Publiée à la mi-avril, une nouvelle étude de chercheurs italiens, coordonnée par le bureau environnement de l'Organisation mondiale de la santé, dans 196 communes des provinces de Naples et Caserte où ont été recensées plus de
1000 décharges clandestines, confirme que le fait d'habiter dans un rayon de 1 kilomètre de tels sites accroît la mortalité par cancer du foie, du poumon et de l'estomac, ainsi que certaines maladies congénitales.
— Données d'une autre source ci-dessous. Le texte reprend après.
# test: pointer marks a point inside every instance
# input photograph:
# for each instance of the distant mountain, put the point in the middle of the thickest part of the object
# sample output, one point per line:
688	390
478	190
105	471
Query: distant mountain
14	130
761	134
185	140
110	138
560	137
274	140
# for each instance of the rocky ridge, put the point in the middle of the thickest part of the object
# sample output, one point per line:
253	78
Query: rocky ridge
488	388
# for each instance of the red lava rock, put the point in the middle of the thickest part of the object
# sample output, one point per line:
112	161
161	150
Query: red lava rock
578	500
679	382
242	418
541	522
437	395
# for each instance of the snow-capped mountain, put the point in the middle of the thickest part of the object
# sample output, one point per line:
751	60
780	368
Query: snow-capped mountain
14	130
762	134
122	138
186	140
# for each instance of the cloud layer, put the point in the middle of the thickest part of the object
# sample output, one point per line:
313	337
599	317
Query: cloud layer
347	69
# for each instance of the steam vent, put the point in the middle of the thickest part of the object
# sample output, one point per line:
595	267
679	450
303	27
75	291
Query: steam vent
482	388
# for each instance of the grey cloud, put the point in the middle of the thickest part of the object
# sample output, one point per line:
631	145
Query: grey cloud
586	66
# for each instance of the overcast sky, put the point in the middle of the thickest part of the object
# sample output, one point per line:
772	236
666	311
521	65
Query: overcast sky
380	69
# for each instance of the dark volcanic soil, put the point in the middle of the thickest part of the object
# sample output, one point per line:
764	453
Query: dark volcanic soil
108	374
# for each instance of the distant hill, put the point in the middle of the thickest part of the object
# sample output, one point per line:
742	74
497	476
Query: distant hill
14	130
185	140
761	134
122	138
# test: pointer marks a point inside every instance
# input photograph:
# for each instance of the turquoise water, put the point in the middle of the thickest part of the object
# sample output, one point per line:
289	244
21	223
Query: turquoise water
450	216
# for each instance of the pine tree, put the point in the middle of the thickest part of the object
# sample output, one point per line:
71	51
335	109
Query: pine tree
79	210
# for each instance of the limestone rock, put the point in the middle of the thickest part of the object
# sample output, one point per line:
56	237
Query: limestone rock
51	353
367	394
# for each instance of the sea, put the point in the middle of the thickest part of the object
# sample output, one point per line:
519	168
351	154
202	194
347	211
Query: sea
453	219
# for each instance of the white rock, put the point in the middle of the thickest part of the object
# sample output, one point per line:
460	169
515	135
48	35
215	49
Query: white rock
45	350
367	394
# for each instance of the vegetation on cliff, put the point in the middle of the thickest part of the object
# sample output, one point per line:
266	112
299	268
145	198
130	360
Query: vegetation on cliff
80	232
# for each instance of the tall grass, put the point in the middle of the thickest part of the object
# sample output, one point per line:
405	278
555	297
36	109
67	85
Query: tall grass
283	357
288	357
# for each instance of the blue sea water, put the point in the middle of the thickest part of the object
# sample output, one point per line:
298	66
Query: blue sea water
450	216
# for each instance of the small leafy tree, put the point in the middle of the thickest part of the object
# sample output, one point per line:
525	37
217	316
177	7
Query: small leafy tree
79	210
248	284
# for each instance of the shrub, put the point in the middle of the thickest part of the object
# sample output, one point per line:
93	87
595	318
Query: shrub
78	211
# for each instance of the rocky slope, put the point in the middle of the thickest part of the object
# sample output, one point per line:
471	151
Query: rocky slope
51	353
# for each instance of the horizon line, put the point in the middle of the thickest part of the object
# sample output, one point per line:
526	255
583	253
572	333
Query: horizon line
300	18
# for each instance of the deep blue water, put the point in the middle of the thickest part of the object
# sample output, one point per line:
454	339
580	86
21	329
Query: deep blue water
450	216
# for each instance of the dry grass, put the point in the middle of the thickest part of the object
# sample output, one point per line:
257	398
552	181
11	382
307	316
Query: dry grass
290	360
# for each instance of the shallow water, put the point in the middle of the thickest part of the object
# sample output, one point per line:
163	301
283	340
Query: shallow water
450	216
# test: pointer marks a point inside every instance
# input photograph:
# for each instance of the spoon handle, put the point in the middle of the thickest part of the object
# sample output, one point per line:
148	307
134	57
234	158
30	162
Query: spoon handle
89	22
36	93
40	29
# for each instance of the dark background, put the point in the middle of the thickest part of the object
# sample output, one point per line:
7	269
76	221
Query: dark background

Dans les huit communes les plus polluées - le fameux triangle de la mort - la surmortalité serait de 9 % pour les hommes et de 12 % pour les femmes. Et le risque de malformations de l'appareil urogénital supérieur de 80 %.
"Il y a un lien manifeste entre la présence des décharges illégales et la hausse des cancers ou des malformations congénitales", admet Guido Bertolaso. Mais le commissaire spécial se refuse à s'attaquer lui-même à la maladie endémique de "l'éco-mafia" : "S'il y a des faits d'illégalité, c'est l'affaire de la justice."
Placé sous protection policière au début de son mandat en raison d'intimidations, il préfère mettre les opposants aux incinérateurs et à ses projets de décharges devant leurs contradictions : "Il vaudrait mieux que les gens protestent contre les décharges illégales plutôt que contre la décision de l'Etat d'ouvrir des installations propres et contrôlées."